I just tested it to see how well it works with api testing kit everything looks good or it gives a false reading?


----------



## Ilovebettasbk11 (Nov 12, 2013)

I talked to someone and said its said its safe to use it just wont remove ammonia which i dont have in my tap water anyways


----------



## Ilovebettasbk11 (Nov 12, 2013)

I tested my tap water yep no ammonia at all yay!


----------



## yogosans14 (Jul 14, 2014)

I have api stress coat to and I don't remember hearing it removes ammonia..


----------



## Ilovebettasbk11 (Nov 12, 2013)

Thats the thing it dosent but people were complaining about that in reviews so i was worried


----------



## JessikaSky (Sep 6, 2014)

API stress coat is a tap water conditioner with the added benefit of apparently healing fins and scales if you double the dose.

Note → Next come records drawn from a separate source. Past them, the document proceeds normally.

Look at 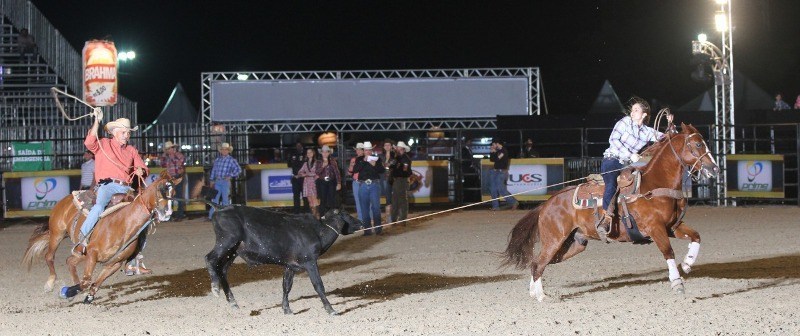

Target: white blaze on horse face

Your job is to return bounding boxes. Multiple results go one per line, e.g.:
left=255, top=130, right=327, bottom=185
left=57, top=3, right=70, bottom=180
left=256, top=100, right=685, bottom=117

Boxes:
left=529, top=276, right=545, bottom=302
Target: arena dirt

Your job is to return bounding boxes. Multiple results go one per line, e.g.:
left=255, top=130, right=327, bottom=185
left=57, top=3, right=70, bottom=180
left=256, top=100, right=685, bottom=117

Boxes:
left=0, top=207, right=800, bottom=335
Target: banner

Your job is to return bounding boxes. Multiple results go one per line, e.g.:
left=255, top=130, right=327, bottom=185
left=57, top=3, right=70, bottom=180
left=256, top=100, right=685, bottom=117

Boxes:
left=481, top=158, right=564, bottom=201
left=11, top=141, right=53, bottom=171
left=726, top=155, right=786, bottom=198
left=83, top=40, right=117, bottom=106
left=21, top=176, right=70, bottom=211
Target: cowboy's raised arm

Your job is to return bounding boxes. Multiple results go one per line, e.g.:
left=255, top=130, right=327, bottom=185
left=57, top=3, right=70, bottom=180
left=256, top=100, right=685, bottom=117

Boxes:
left=83, top=118, right=100, bottom=154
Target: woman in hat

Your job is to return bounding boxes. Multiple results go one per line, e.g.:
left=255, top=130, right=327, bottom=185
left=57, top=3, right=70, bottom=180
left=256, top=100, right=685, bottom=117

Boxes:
left=597, top=97, right=672, bottom=241
left=297, top=148, right=320, bottom=218
left=76, top=117, right=149, bottom=253
left=316, top=145, right=342, bottom=216
left=208, top=142, right=242, bottom=219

It's got nothing to do with removing ammonia. But you can buy ammolock which is also by API it detoxifies the ammonia so if you have ammonia it will make it so it's not harmful to fish, you'll still have ammonia but it wont hurt your fishies, I think the ammolock gives false readings though, stress coat definitely doesn't, I have a big bottle of stress coat I use in my community tank and betta tanks along with the API ammolock, I love both products!


----------



## Ilovebettasbk11 (Nov 12, 2013)

JessikaSky said:


> API stress coat is a tap water conditioner with the added benefit of apparently healing fins and scales if you double the dose. It's got nothing to do with removing ammonia. But you can buy ammolock which is also by API it detoxifies the ammonia so if you have ammonia it will make it so it's not harmful to fish, you'll still have ammonia but it wont hurt your fishies, I think the ammolock gives false readings though, stress coat definitely doesn't, I have a big bottle of stress coat I use in my community tank and betta tanks along with the API ammolock, I love both products!


Good to know! Yea i was just worried but i dont have ammonia in my tap water thank god so that i am not worried about that. 

I hear good stuff on this product so i had to try it i mean water conditioner plus has aloe vera for healing? Thats a plus!


----------